The crusade for health equityBMJ 2012; 344 doi: http://dx.doi.org/10.1136/bmj.e4414 (Published 27 June 2012) Cite this as: BMJ 2012;344:e4414
- Tessa Richards, assistant editor, BMJ
Is the economic crisis marching us towards Armageddon? If so, what’s driving us? Is it a limited understanding of the political and economic forces that are widening wealth and health divides, catalysing civil unrest, stoking climate change, and damaging the environment—or a reluctance to counter those forces?
Four years ago the World Health Organization’s Commission on the Social Determinants of Health said that “social injustice is killing people on a grand scale.” It recommended tackling the inequitable distribution of power, money, and resources within and between countries and implementing cross sector policies to improve the conditions in which people are born, grow, live, work, and age.1
Over the past year the “Occupy” movement has taken up the baton in the protest against corporate capitalism and its imperative that 99% of the population “pay for the sins” of the wealthy 1%. Some criticise the movement’s idealism as fluffy, but even the elite that meets each year at Davos in Switzerland now admits that too much inequality may be bad for growth as well as for society.
When the Alma Ata declaration on primary healthcare for all was signed in 1978,2 most people who lacked access to healthcare or who risked impoverishment by paying for it lived in developing countries. Now nearly three quarters of the “new bottom billion” live in middle income countries. The financial crisis in Europe has brought poverty to its front door.
Many countries have seen progressive cutbacks in health and welfare services and an increase in cost shifting to patients. In the most indebted, austerity measures have resulted in draconian reforms. In Spain, for example, measures have been criticised as undemocratic and inequitable.3 In Greece their effects have been linked to rising rates of depression, suicide, and HIV infection.4
“People are angry about the barbarously unequal society we are living in,” Alexis Benos, professor of primary care at Thessaloniki medical school, told the BMJ. “The unemployed [25% of the population] have lost social security benefits, and many can’t afford care, as the copayments levied are high. Last year 300 people went on a hunger strike about this. In response we have set up social solidarity health centres across the country, manned by doctors who provide free services. Essential drugs have been obtained by putting out a call to people to hand in unused medicines.”
Benos is a member of PHM, the People’s Health Movement (www.phmovement.org), an international network of health professionals, non-governmental organisations, community advocacy groups, academics, and activists whose European members have just signed a “Right to health” charter.

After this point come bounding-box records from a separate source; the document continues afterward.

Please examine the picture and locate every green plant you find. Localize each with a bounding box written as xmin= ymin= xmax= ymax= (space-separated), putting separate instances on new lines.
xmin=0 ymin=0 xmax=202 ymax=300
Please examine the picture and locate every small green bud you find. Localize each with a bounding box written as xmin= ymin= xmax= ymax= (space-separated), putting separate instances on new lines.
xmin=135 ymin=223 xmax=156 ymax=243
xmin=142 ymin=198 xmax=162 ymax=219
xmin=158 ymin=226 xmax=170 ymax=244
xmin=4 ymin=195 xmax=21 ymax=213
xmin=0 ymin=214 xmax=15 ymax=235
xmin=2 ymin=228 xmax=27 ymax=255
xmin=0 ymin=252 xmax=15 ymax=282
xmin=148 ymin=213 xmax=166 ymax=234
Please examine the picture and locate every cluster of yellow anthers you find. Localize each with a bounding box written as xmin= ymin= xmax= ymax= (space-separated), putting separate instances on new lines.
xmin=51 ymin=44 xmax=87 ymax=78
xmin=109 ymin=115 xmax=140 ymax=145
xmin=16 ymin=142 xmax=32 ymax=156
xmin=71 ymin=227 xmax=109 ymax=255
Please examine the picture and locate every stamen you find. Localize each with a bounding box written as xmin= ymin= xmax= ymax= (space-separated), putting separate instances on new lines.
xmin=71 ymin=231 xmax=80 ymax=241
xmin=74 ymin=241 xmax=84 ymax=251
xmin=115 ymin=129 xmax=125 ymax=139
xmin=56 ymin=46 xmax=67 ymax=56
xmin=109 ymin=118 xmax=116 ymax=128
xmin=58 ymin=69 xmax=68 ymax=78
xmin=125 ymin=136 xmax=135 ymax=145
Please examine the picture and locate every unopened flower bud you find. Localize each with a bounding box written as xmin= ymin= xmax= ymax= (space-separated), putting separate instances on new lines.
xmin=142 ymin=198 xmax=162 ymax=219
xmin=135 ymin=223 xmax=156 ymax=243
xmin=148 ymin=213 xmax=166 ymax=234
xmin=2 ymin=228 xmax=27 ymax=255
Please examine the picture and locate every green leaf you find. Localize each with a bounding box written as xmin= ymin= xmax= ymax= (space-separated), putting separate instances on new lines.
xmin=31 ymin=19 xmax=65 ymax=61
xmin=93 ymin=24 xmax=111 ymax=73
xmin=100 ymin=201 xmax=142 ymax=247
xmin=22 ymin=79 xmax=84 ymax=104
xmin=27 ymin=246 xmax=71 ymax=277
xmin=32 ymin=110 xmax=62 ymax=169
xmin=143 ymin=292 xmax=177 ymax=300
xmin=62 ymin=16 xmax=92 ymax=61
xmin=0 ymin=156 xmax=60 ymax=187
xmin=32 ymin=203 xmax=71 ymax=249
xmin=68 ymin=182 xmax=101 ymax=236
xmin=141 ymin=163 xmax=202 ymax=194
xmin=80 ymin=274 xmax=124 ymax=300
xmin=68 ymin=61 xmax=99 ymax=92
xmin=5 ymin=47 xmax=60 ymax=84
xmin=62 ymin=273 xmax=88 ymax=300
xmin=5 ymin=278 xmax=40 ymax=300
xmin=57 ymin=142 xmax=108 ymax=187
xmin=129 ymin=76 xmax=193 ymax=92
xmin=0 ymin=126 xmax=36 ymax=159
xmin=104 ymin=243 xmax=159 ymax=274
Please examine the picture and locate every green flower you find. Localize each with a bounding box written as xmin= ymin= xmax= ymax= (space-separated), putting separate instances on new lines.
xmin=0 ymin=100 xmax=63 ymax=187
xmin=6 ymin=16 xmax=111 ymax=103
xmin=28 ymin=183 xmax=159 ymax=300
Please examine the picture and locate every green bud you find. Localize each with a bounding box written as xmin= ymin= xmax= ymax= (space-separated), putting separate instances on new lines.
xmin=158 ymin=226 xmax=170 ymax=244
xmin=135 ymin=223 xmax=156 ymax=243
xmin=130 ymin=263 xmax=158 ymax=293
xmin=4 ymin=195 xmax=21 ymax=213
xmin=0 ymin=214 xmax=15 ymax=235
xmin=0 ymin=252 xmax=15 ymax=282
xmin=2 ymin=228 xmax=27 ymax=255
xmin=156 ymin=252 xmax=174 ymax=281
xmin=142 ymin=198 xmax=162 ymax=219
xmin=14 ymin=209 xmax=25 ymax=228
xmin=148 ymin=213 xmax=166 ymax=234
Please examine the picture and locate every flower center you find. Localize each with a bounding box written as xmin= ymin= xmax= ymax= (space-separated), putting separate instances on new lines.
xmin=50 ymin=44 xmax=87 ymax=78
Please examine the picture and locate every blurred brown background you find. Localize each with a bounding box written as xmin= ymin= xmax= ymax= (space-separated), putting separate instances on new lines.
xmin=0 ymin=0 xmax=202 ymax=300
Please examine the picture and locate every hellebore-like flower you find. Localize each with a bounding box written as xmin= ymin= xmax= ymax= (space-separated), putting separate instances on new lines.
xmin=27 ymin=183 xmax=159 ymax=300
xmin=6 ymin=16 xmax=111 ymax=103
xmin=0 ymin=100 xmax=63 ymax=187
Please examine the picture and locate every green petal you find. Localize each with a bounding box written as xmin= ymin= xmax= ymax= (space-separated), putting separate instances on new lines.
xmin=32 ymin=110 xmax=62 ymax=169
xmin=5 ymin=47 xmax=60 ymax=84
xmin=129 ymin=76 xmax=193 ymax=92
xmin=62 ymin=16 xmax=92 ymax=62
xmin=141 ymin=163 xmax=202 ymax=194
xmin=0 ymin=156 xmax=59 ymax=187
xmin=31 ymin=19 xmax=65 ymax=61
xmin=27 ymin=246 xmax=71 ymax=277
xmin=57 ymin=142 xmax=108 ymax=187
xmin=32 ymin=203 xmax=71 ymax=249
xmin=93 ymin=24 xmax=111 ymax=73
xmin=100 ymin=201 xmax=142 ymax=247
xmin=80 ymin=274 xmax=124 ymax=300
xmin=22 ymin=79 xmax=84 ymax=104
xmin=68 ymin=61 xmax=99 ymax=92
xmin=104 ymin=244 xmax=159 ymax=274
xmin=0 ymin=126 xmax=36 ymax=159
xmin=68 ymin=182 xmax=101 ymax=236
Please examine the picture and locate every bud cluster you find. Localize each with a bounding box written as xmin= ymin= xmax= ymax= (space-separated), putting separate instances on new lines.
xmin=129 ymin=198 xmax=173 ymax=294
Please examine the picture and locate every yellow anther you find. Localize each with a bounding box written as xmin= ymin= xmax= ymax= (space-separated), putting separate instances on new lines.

Since its inception in Bangladesh in 2000, the profile and influence of PHM has grown. It has an active presence at the World Health Assembly, and its Global Health Watch reports are widely used in public health education programmes.5
These reports don’t hold back. They criticise the organisations involved in global health governance for lacking a coherent agenda for developing health systems, WHO for allowing policy to be shaped by rich donors, global trade regimes, transnational corporations, privatisation of healthcare, rich countries for their failure to provide enough debt relief and aid to poor countries, and poor countries for not doing enough to protect their citizens’ health.
Next week PHM is holding its third global assembly in Cape Town (www.phmovement.org/en/pha3) and, in response to concern about the NHS reforms in England, a parallel meeting in Nottingham (www.phm-uk.org.uk).
The Cape Town meeting has been organised by David Sanders, a paediatrician and longstanding PHM member. His powerful advocacy for an “alternative Rio declaration,” which includes a recommendation for progressive taxation to fund action on the social determinants of health, attracted much support at WHO’s 2011 meeting in Rio de Janeiro.6 7 His fire against the official declaration was directed at its failure to mention the impact of free trade agreements on undernutrition and obesity, climate change, or the financial crisis—which, he said in his closing speech at Rio, was “a crisis of capitalism for which the poor, including those in southern Europe, are paying the price.”
Evidence from an interim report of a review of health inequalities in Europe conducted by Michael Marmot, who chaired the 2008 WHO commission on social determinants of health and now heads the UK Centre for Heath Equity, certainly backs the view that the social gradient in health is getting steeper and that gaps in life expectancy and health outcomes are widening.
These trends, Marmot argued, make it urgent for Europe’s politicians to “get serious” about adopting a cross sector and whole government approach to reducing health inequity, as Norway, Finland, Canada, Australia, and Brazil have done. Although he does not endorse the view that capitalism is the root of all evil or that the food industry is the biggest threat to health, he agreed, when we talked last week, that PHM’s voice is an important one to listen to.
Outside Europe, countries such as Thailand, Brazil, and Vietnam have been lauded for their progress in establishing equitable, publicly funded universal healthcare services, having seen the value of eliciting and responding to the health concerns expressed by public and social movements. Progress in India, the economist Amartya Sen has underlined, has come from public discussion—and agitation.8
Policy makers in Europe could learn from the approach of these countries,6 and health professionals could learn from absorbing the passion and following the debates in Cape Town and Nottingham.